Tag Archives: Tanger

Noureddine Saïl on the cinemas of old Tangiers, languages, and happy schizophrenia! (May 7, 2016)

The philosopher and former head of the CCM (Centre du Cinéma Marocain) was in his native city to attend the 20th edition of the Salon International de Tanger des Livres et des Arts, organized by the French Institute. The theme this year was “Tangiers as a Symbolic City: from Fantasy to Reality”. Asked to address cinema in Tangiers, Saïl took a detour via the cinema houses of his childhood and teenage years. He developed a Tangerine topography of picture-houses along the two axes of space and time: the medina corresponded to early childhood; the larger city of Tangiers to teen-age years. He first evoked two old movie theaters that are now reduced to spectral architectural presences in the city: The Capitol and the Alcazar.

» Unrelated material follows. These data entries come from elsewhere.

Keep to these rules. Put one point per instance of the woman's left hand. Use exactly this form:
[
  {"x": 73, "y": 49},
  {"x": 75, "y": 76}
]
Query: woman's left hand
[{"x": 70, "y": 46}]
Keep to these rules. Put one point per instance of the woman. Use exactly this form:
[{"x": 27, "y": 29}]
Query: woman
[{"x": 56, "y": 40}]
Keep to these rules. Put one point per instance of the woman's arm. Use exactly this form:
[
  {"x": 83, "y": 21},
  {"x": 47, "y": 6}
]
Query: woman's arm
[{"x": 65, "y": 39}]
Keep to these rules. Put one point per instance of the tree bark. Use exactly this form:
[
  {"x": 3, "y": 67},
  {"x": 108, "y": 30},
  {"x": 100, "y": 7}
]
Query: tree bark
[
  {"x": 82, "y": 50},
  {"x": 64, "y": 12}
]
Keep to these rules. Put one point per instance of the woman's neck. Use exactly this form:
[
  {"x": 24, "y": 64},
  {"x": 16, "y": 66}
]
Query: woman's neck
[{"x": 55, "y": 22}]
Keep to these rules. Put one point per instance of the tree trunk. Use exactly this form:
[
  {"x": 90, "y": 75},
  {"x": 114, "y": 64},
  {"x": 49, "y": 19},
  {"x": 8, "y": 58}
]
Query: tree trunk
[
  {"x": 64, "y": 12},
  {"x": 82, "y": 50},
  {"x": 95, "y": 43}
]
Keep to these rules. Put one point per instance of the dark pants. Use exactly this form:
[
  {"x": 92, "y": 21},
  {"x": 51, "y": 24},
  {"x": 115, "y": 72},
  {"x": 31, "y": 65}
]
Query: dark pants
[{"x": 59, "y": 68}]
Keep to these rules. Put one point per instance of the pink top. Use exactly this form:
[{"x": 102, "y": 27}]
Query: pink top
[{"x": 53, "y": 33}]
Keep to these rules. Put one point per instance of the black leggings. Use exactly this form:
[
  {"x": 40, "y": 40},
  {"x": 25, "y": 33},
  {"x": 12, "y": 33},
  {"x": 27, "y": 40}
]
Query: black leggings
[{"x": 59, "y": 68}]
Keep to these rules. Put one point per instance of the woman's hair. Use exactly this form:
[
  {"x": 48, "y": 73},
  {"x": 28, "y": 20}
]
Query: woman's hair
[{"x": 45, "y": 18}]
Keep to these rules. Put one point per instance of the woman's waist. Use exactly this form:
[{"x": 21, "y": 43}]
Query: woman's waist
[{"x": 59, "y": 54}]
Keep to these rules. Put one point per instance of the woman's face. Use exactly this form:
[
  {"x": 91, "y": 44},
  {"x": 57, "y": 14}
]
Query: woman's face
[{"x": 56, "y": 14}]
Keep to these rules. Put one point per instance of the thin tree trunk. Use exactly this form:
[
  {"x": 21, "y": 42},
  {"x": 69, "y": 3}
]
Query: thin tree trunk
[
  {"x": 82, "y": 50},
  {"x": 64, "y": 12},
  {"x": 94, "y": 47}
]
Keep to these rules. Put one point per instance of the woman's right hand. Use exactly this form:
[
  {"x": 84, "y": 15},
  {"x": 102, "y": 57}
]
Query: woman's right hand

Noureddine Saïl (on the left) and Moumen Smihi
Noureddine Saïl (on the left) and Moumen Smihi

The Capitol specialized in westerns, and introduced the six or seven year old to John Ford and his narrative strategies, and all sorts of other American films. The films were dubbed in Spanish (the city still had its international status at the time) – so much so that Saïl would be shocked to discover, at age thirteen, that Cary Grant actually spoke English! The second theater, L’Alcazar, specialized in Spanish and Mexican romance and comedy. It was the theater where Joselito was the singing star of El Pequeño Rosiñol. The children had no clue Franquist Spain was busy spreading its messages through the charming little boy. They sang with him…

As the Tangerine children grew to reach the ripe age of ten, the circuit of movie theaters would widen and include Cinéma Vox, “the total capital of Egyptian cinema”. This is where they discovered Anwar Wagdi’s 1949 Egyptian classic Ghazal al Banat / The Flirtation of Girls, finally released in Tangier in 1957. To Saïl, this was “a complete earthquake of the senses, each component of the film having reached its utmost completeness”. The photography, the music, the dance, the range of emotions held the children under an enduring spell.

All these cinemas, Noureddine Saïl added, were part of the medina, i.e. steeped in an idyllic Tangier made of multiple cultures, languages, mores, religions, cuisines, in which people lived in a form of consensual conviviality. Stepping out of the perimeter of these picture houses through the Rue de la Liberté (sic!) meant venturing into a less colorful territory. But only there, at age fourteen, was he given the chance to see Buñuel’s surprising films at the Mauritania. This was a costly endeavor: all films at the Mauritania were twice the price of those at l’Alcazar. So the kids of Tangier would wait for “the film to come down to the Alcazar” for a couple of months, and resume their attendance at the old medina theater where the less intellectual films ended up… At the Mauritania, though, it was clearly the more complex films that attracted the teens.

“Through the Tangier of the time, we developed in a schizoid way (seeing films in all languages, speaking several ourselves) where, elsewhere, people develop in a paranoid way. Cinema was part of that.”